Life in Balance is composed of two site specific installations created out of objects gathered from the townspeople of Kamiyama. One was built at Shimobun Atelier and the other at the tea factory. Constructed concurrently and inspired in conjunction with one another – the two are separated by a 4 km journey along Route 438 and a town road. 

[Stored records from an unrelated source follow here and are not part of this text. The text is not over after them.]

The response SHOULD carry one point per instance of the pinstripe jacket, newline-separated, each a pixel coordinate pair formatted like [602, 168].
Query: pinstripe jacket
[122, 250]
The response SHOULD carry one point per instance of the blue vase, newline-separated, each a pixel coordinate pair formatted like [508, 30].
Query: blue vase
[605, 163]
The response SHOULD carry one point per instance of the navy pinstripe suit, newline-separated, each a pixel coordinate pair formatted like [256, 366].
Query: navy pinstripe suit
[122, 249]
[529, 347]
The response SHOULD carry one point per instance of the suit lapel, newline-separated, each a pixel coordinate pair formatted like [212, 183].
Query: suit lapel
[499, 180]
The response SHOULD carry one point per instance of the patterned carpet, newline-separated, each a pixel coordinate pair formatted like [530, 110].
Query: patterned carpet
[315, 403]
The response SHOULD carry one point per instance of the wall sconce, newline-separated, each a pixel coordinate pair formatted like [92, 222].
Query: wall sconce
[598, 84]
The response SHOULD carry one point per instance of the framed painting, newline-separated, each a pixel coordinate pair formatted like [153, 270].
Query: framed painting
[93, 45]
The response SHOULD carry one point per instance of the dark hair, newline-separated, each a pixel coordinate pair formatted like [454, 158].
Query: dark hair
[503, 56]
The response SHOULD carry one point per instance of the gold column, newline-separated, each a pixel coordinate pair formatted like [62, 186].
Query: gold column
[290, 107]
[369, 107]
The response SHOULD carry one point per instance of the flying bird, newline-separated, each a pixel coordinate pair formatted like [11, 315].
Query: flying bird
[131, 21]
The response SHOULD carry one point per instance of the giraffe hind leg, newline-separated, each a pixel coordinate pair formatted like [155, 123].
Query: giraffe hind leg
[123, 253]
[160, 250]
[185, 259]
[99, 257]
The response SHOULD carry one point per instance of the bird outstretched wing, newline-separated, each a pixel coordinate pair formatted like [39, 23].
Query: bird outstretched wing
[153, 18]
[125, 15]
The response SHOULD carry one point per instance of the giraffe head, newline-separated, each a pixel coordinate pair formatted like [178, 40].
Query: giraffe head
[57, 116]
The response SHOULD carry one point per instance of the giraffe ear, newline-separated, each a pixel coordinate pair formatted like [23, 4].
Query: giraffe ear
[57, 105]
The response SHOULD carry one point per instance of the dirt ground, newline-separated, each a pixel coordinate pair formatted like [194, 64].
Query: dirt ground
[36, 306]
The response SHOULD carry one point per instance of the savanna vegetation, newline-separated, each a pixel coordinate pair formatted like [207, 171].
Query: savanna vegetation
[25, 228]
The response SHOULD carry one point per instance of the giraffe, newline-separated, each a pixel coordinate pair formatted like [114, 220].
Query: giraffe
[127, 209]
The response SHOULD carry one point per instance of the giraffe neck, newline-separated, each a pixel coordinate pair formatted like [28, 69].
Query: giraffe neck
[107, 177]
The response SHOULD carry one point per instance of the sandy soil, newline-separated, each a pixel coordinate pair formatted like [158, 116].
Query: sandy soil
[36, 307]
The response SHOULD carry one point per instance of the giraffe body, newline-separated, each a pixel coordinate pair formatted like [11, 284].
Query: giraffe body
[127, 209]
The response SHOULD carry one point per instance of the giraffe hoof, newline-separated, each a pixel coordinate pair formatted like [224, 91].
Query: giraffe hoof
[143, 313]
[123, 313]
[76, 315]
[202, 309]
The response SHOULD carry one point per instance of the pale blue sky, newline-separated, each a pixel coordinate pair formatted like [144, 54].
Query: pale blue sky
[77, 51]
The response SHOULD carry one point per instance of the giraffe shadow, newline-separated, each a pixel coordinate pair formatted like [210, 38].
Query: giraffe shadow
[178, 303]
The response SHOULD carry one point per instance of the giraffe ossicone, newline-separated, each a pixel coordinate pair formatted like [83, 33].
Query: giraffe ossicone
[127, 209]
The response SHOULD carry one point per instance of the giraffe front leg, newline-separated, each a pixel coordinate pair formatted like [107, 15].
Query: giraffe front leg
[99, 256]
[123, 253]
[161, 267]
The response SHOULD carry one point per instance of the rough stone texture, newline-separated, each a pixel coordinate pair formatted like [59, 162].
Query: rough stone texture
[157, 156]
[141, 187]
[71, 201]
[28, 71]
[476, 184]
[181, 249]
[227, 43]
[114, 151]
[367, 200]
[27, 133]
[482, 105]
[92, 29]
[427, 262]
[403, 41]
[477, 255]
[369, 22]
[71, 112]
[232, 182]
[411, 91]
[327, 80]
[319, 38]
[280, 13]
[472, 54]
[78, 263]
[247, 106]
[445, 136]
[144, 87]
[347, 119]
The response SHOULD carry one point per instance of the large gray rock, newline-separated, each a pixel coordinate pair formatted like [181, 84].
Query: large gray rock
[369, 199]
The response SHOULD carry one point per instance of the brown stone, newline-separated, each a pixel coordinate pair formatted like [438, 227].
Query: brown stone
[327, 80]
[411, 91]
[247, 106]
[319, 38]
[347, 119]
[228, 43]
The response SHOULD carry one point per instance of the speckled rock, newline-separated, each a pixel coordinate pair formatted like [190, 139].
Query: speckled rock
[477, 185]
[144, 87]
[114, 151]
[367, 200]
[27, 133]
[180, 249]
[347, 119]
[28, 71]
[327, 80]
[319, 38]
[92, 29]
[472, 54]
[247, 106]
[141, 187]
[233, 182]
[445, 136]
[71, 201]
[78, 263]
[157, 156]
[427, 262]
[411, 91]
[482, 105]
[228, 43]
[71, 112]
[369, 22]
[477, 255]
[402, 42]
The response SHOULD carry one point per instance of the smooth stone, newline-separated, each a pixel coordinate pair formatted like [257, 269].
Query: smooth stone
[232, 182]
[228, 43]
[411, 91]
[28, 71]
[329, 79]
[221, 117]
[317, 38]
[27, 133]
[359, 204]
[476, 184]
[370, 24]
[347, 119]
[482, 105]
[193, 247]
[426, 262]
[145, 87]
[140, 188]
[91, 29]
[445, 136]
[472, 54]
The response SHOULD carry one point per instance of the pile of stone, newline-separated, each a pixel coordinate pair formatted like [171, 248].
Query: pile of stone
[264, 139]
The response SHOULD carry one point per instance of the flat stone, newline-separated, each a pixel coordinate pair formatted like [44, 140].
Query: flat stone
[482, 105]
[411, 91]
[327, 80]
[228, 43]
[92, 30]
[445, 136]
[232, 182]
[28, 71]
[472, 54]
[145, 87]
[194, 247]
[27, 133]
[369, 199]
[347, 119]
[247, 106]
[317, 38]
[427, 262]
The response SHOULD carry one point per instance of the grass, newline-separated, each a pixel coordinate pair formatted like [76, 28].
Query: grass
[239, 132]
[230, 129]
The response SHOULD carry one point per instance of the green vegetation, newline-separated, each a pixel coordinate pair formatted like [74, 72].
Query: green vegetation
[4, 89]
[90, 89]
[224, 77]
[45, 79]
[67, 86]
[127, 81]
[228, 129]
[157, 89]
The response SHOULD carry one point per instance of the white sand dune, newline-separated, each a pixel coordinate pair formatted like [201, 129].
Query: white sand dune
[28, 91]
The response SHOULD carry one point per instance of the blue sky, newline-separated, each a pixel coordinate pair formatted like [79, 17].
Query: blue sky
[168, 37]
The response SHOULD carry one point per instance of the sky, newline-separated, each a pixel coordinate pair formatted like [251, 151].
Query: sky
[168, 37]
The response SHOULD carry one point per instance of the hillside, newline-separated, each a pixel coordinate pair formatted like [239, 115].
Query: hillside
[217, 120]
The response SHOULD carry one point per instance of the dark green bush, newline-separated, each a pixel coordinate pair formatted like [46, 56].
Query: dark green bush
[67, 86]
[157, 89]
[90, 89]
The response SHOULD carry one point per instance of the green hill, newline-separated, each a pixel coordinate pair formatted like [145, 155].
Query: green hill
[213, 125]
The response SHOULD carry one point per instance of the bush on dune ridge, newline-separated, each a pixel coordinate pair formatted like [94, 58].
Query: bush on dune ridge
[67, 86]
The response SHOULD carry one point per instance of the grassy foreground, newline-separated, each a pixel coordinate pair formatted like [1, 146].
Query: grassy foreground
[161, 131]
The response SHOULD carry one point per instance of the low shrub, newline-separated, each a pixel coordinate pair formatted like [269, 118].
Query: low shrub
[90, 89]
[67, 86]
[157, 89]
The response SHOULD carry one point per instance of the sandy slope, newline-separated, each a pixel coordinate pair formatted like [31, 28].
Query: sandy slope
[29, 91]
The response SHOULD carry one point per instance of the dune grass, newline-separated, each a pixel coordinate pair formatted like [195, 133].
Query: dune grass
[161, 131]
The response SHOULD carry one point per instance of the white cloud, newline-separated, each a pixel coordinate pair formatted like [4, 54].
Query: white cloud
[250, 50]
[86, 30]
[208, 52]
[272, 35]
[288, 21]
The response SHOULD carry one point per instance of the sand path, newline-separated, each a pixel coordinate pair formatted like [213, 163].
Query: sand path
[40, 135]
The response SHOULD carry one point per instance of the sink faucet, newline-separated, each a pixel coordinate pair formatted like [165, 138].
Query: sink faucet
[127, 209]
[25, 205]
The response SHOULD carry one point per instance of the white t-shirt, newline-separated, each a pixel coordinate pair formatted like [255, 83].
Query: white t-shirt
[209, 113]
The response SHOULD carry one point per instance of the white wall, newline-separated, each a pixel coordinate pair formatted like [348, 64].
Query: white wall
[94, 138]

At Shimobun Atelier, the installation is both sculptural and performative. Delicate ceramic dishes from a past life are suspended at eye level by threads hanging from a black cedar grid above. Scissors hang on the four columns that support the grid and define the boundaries of the sculptural space. One can meander through the constellation of dishes or stand in the small spaces along the perimeter. Hung in counter-balance, when the scissors are used by participants, the dishes fall two by two to the ground. Sounds become music: A “gasp!” and small laugh, a dull thud or the tinkle of shattering as the objects fall on painted cedar flooring. A thin layer of shards and thread begins to build up on the floor. What is left?

At the tea factory, bright pops of colors float in a large white room putting viewers in a dreamlike trance. In this space within a space, thin filament connects object to white rod. White rod is connected to white frame which is suspended between two beams. Invisible forces, currents of air created by an open door or the heat from the wood stove lit to keep warm on a chilly autumn day, stir the mobiles into motion like shipwreck debris on an ocean surface. On each rod, two unlike items hold each other in balance: a small seashell and a sudachi, a red sponge and a green plastic grater, an aquamarine ashtray and a slice of pink agate. Multiple rods must come together to form a mobile and each becomes a distilled representation of the randomness present in everyday life. A fan flutters in a breeze and the entire sculpture is swept by a wave of motion – off kilter and spinning. The room calms and the objects again begin reaching towards equilibrium.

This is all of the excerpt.